Impact Study Needed On Utility Merger

One of the issues that the California Public Utilities Commission will look at in its evaluation of the proposed merger between San Diego Gas & Electric and Southern California Edison is the environmental impact.

Because San Diegans have raised sufficient questions, the PUC has asked SDG&E; and Edison to assess the environmental effects of the merger as part of their applications. From there, the PUC will decide whether a full-scale, independent environmental impact study is needed.

Two recent actions by Southern California air pollution officials underscore the need for a full environmental impact study.

The first was a report by the San Diego County air pollution control officer, which calculated estimates of the additional pollution that would be generated--under five scenarios--if Edison were to use SDG&E; plants to produce energy for Edison customers. Some of the scenarios were extreme and unlikely to come to pass. And there was no assessment of the likelihood of the scenarios, which are dependent on such hard-to-predict economic factors as the price of oil and natural gas and the availability of power elsewhere.


But the bottom line is, if Edison generates power in San Diego for Los Angeles-area customers, it will increase air pollution here, something San Diego can ill afford, since last year it exceeded federal standards for ozone on 45 days and there were two smog alerts.

Evaluating the environmental impact of the merger is complicated by the recent approval of a much-needed air quality plan for Los Angeles, Orange, Riverside and San Bernardino counties. Edison fought tooth and nail against the plan, which aims to put the Los Angeles Basin in compliance with federal standards within 20 years.

Cleaning up the nation’s dirtiest air will mean a wide range of changes in living and commuting habits. Nor will it be business as usual for business.

Edison will be forced to find ways to produce fewer pollutants in the Los Angeles Basin. One way is to retrofit its plants with additional pollution control devices--a costly option. Another is to reduce or eliminate its use of fuel oil. It may also have to produce or buy more power generated outside the Los Angeles Basin.

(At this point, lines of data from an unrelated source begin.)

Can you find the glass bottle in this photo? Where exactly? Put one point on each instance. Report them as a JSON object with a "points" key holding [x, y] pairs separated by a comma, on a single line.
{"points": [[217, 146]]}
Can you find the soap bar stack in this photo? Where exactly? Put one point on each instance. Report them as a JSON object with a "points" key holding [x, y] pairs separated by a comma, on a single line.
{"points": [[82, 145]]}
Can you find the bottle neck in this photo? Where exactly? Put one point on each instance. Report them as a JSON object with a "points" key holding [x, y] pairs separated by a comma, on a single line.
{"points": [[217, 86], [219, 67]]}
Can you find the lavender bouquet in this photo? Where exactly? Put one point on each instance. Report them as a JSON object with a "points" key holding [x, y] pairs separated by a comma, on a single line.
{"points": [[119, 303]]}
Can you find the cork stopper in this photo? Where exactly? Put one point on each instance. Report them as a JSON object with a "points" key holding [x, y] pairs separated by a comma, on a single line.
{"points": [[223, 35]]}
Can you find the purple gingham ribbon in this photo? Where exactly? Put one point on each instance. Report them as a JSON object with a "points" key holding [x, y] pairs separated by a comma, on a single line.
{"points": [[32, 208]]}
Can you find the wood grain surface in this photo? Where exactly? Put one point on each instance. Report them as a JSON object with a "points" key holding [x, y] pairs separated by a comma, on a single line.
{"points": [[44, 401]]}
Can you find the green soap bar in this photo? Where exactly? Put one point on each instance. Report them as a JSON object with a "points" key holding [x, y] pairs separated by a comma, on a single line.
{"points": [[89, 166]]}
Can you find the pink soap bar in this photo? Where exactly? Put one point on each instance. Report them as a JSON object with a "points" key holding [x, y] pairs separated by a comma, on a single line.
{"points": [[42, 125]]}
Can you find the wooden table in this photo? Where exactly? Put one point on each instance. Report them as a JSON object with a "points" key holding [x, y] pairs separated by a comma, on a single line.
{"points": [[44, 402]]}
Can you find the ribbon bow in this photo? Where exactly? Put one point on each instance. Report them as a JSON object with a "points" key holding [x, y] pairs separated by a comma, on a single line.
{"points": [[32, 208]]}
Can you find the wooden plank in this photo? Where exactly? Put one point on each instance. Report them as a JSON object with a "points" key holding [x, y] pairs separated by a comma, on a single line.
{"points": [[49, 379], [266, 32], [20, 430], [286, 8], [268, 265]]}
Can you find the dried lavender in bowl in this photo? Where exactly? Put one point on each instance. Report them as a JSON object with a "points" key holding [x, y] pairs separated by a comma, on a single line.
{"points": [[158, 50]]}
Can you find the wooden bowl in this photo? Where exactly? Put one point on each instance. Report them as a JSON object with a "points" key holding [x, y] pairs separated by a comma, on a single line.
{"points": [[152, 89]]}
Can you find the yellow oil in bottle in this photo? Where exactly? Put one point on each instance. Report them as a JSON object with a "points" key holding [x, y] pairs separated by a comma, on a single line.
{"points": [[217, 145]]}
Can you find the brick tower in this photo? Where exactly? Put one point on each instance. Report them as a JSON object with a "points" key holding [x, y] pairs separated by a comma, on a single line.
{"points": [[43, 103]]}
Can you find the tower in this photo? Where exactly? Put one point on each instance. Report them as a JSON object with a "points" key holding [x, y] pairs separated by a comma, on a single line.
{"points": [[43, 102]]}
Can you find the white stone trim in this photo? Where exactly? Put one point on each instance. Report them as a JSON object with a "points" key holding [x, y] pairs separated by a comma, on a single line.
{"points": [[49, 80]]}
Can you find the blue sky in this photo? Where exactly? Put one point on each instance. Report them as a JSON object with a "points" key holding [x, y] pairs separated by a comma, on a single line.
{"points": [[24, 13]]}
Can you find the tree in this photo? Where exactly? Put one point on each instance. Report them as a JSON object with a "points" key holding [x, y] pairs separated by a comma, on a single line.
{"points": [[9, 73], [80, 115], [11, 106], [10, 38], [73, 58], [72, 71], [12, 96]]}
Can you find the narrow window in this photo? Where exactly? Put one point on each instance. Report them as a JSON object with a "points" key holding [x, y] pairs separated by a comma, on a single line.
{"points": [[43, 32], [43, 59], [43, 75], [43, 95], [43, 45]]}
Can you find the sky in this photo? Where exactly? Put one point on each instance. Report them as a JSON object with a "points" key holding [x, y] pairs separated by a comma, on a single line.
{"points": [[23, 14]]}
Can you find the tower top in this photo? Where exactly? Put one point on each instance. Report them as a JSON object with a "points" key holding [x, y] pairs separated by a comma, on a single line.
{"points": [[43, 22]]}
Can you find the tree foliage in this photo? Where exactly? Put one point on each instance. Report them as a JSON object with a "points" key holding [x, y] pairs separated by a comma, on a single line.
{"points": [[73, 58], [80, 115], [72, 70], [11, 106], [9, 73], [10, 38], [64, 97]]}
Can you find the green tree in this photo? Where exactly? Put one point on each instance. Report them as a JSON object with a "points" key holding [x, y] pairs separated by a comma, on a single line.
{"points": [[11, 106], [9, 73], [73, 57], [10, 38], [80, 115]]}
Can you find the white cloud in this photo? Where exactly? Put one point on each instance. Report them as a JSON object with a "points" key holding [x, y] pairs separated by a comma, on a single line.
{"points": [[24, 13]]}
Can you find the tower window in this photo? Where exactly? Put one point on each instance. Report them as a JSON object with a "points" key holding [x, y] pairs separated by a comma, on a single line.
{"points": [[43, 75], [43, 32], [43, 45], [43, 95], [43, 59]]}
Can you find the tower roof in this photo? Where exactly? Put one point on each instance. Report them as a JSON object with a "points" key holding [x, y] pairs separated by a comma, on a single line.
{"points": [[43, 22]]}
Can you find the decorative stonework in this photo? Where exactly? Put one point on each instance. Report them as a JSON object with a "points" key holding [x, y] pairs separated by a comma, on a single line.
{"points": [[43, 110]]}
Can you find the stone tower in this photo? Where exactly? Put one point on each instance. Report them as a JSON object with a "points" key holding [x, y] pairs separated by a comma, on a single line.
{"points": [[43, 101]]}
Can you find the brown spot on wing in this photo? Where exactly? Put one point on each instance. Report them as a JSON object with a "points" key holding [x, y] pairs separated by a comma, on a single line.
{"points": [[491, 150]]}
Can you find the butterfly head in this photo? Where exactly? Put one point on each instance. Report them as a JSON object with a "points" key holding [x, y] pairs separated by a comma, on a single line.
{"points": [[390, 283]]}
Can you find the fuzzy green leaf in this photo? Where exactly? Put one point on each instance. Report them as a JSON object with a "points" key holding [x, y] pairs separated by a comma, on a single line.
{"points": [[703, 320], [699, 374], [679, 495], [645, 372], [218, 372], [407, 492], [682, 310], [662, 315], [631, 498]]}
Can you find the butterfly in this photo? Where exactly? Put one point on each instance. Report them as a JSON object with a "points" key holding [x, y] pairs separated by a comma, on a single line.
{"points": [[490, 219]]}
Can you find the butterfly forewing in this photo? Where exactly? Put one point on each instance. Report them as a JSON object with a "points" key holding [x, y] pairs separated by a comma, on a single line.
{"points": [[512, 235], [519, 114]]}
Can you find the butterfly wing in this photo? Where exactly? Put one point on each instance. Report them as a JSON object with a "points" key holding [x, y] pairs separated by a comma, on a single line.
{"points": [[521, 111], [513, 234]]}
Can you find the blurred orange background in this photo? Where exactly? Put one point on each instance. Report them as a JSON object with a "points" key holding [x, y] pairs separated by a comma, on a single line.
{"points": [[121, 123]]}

That’s where San Diego could come into play. Since there are fewer days when the air is unhealthy here, Edison could turn to San Diego plants to produce some of the energy that Edison would not be able to generate in the Los Angeles Basin. It could also use San Diego plants to replace the oil-fueled power it now produces in the Los Angeles area.

How often this would make economic sense for Edison is a big question. Last summer, for example, during a smog alert in Los Angeles which coincided with a natural-gas shortage, the PUC allowed Edison and other Los Angeles utilities to divert cleaner-burning natural gas intended for SDG&E; and other utilities. This forced SDG&E; to burn more oil.

SDG&E; is being reimbursed with additional deliveries of natural gas now, but would that have happened if SDG&E; had not raised concerns about the loss of control of its supplies? Would it have happened if SDG&E; were owned by Edison? These are the kinds of questions the PUC needs to address. Edison has said that it would protect San Diego’s environment if the merger is approved. But Edison’s scare tactics and exaggerated estimates of the cost of the plan to clean up Los Angeles’ air do not inspire confidence in that commitment.

What is called for is a dispassionate and thorough study of the environmental impacts of Edison ownership of SDG&E;, conducted by the PUC. Preparing an environmental impact report may slow the approval process--and that presents difficulties for the two utilities--but the questions are complex enough and the stakes are high enough to warrant it.